Trustees have agreed a risk appetite framework for various areas of the Gallery’s operations as follows, (generally any activity arising out of our statutory obligations will have a low risk appetite):
|The Gallery is has a low risk appetite to risk although in the short term it is recognised that the Gallery is taking a medium level of financial risk during the Inspiring People project in order to increase self-generated income and secure long-term financial security.
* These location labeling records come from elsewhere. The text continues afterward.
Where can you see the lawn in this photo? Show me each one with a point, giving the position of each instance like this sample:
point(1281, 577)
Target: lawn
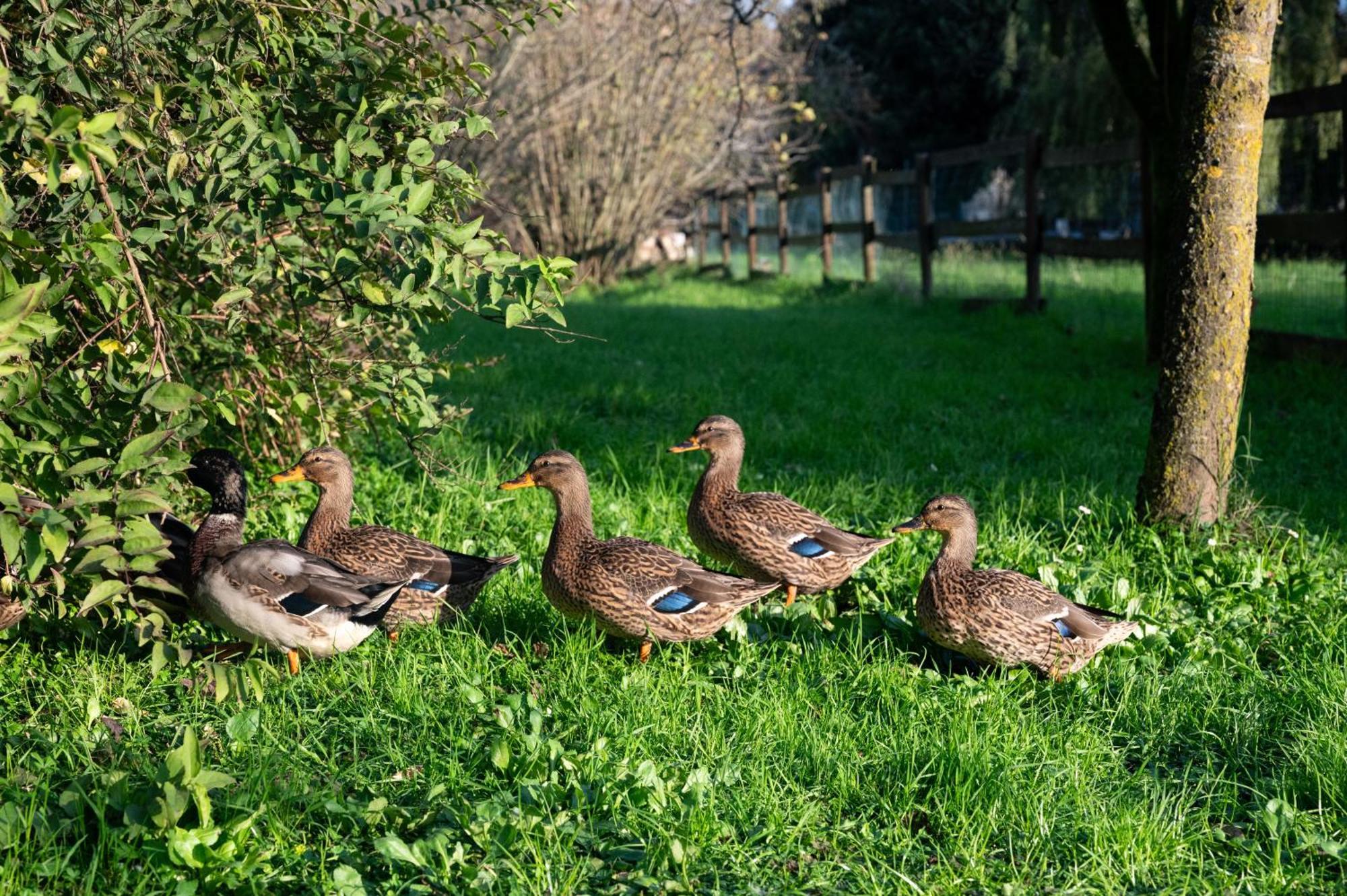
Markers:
point(822, 749)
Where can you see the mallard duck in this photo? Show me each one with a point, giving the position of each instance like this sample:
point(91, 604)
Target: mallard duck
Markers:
point(999, 615)
point(760, 533)
point(444, 583)
point(631, 587)
point(271, 592)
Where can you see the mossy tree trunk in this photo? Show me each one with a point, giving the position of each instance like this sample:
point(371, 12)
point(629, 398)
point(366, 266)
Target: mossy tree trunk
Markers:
point(1209, 291)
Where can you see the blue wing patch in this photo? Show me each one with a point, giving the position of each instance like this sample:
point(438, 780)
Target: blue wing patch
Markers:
point(809, 548)
point(300, 606)
point(676, 603)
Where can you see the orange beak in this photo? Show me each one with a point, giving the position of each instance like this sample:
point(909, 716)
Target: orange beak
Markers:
point(294, 474)
point(523, 481)
point(692, 444)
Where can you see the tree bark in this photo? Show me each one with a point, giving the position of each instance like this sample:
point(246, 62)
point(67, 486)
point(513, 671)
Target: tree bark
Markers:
point(1209, 298)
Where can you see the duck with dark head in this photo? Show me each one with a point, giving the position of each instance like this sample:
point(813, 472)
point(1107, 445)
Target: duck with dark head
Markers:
point(632, 588)
point(1000, 615)
point(762, 533)
point(270, 592)
point(444, 583)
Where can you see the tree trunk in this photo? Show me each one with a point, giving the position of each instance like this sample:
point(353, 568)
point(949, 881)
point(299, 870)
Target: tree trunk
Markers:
point(1195, 420)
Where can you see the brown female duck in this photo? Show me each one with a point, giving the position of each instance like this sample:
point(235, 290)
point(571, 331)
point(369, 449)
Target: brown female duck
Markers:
point(999, 615)
point(763, 535)
point(444, 583)
point(270, 592)
point(630, 587)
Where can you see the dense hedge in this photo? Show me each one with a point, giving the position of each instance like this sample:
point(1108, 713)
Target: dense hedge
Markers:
point(224, 221)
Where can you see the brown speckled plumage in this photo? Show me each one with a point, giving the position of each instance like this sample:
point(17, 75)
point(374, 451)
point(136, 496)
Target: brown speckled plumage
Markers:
point(378, 551)
point(999, 615)
point(755, 530)
point(271, 592)
point(624, 583)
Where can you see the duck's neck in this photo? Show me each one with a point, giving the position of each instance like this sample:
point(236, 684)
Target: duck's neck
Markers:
point(331, 517)
point(222, 530)
point(574, 517)
point(721, 475)
point(960, 547)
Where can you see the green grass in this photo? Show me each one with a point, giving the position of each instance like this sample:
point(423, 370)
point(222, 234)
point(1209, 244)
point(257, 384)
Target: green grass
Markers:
point(826, 749)
point(1301, 296)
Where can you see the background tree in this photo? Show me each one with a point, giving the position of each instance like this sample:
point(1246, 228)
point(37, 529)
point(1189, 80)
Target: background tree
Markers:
point(1195, 421)
point(623, 113)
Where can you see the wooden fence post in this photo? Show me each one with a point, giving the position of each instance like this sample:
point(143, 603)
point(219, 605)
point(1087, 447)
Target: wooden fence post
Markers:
point(826, 219)
point(702, 226)
point(1032, 229)
point(725, 233)
point(868, 244)
point(751, 198)
point(926, 223)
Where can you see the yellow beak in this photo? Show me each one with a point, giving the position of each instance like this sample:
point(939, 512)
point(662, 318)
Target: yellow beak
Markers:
point(523, 481)
point(294, 474)
point(692, 444)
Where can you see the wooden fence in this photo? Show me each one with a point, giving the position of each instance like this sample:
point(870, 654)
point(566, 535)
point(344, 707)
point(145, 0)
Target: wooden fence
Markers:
point(1026, 232)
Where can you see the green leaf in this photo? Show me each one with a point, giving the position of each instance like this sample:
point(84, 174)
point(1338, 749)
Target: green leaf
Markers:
point(244, 726)
point(185, 762)
point(341, 158)
point(86, 467)
point(420, 197)
point(478, 125)
point(500, 754)
point(177, 162)
point(10, 539)
point(420, 152)
point(374, 292)
point(102, 594)
point(57, 540)
point(20, 304)
point(172, 396)
point(139, 502)
point(102, 123)
point(139, 450)
point(393, 847)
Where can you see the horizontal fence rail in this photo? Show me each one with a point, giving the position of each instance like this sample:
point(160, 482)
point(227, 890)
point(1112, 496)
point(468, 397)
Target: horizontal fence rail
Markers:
point(1027, 233)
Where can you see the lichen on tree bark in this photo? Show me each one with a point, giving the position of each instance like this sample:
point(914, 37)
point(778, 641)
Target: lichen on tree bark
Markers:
point(1195, 421)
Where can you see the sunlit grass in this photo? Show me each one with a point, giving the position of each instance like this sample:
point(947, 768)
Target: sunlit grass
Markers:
point(825, 749)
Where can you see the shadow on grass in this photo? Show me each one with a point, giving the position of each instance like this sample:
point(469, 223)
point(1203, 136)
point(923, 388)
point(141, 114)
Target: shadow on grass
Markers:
point(845, 381)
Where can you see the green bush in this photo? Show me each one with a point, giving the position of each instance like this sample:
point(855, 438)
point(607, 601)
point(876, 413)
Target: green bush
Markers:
point(224, 221)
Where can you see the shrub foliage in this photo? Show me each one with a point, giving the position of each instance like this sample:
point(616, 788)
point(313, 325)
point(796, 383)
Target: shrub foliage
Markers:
point(226, 219)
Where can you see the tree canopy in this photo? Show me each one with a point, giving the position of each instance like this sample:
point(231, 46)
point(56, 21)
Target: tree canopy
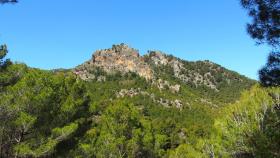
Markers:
point(265, 26)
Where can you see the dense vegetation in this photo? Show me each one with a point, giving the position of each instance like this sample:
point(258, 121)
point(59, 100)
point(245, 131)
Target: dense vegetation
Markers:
point(56, 114)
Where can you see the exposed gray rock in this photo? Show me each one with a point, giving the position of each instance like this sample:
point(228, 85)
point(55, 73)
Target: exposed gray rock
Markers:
point(119, 58)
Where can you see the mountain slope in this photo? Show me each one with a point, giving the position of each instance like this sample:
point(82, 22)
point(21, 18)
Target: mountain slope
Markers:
point(211, 82)
point(117, 104)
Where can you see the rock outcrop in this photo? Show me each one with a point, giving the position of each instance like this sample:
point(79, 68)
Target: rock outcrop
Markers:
point(119, 58)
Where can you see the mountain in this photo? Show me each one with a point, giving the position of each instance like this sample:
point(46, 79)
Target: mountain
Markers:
point(212, 83)
point(122, 104)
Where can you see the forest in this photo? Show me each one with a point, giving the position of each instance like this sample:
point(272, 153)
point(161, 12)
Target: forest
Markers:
point(189, 109)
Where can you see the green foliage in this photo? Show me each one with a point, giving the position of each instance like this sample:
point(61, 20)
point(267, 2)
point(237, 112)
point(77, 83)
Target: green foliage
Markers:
point(55, 114)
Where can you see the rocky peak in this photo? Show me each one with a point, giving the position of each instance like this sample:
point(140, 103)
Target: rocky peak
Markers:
point(120, 58)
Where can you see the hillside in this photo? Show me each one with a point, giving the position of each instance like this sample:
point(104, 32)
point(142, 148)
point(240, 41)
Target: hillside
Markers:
point(211, 83)
point(120, 104)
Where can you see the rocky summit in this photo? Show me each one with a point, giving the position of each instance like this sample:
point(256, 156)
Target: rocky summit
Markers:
point(159, 68)
point(119, 58)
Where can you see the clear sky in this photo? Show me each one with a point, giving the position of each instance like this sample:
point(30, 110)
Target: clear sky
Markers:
point(64, 33)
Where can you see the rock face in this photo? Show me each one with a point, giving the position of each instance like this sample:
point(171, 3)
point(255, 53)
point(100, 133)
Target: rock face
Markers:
point(120, 58)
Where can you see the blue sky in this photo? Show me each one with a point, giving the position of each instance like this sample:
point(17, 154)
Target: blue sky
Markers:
point(63, 33)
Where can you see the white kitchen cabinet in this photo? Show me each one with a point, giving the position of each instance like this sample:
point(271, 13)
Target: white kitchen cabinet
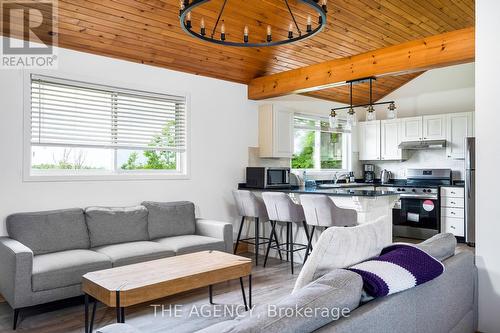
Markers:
point(452, 210)
point(390, 131)
point(275, 132)
point(434, 127)
point(369, 140)
point(411, 129)
point(423, 128)
point(459, 126)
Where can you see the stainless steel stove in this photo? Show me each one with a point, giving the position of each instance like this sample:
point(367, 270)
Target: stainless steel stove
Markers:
point(417, 214)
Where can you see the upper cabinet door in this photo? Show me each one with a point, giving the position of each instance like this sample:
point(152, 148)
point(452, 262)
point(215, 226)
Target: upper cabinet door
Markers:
point(411, 129)
point(434, 127)
point(459, 126)
point(390, 140)
point(275, 132)
point(369, 140)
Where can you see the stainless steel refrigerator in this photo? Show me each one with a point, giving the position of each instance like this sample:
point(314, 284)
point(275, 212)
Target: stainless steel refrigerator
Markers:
point(470, 191)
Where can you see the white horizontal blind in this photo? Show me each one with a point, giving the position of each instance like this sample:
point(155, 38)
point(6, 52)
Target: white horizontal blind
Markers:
point(69, 113)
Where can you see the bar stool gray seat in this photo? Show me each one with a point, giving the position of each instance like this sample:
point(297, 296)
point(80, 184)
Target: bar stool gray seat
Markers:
point(321, 211)
point(281, 208)
point(251, 207)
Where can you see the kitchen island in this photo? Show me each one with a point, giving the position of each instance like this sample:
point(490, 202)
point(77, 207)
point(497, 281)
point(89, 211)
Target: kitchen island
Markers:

The Gallery will aim to achieve a low level of risk in the future by having balanced budgets, in year contingency and meeting the reserves policy.
|The Gallery has a low risk appetite in relation to liquidity and has a policy to pay debts when they fall due and to have adequate cash balances to cover two months of operational expenditure.
|The Gallery places great importance on compliance and has no appetite for any breaches in statute, regulation, professional standards, health and safety, bribery or fraud and therefore has a low appetite for risk.
|It is regarded as critical that the Gallery protects its reputation. The Gallery therefore has a low risk appetite for any activities that put its reputation in jeopardy, could lead to undue adverse publicity and could lead to loss of confidence from its funders and supporters.
|The Gallery wishes to be a leader in knowledge, ideas and innovation and recognises that this may require a higher level of risk. The Gallery is comfortable in accepting this risk, subject to understanding the risks and benefits are fully understood at the beginning of projects.
|The Gallery has a low risk appetite on cyber security. The Gallery must have confidence in the confidentiality, integrity and availability of their data. Any personal data collected, stored and processed by public bodies are also subject to specific legal and regulatory requirements. Cyber incidents pose an increasing threat to the Gallery’s management of their information, with hacking, ransomware, cyber fraud and accidental information losses all evident throughout the public sector. Cyber security is a Gallery wide responsibility.
|The Gallery has a low risk appetite on sustainability. The Gallery must balance the actions it takes in all areas with climate responsibility.
Any risk which is assessed as being higher than the associated risk appetite, once action has been taken to manage them, would need to be examined to see if the controls could be strengthened to reduce the risk to within the risk appetite.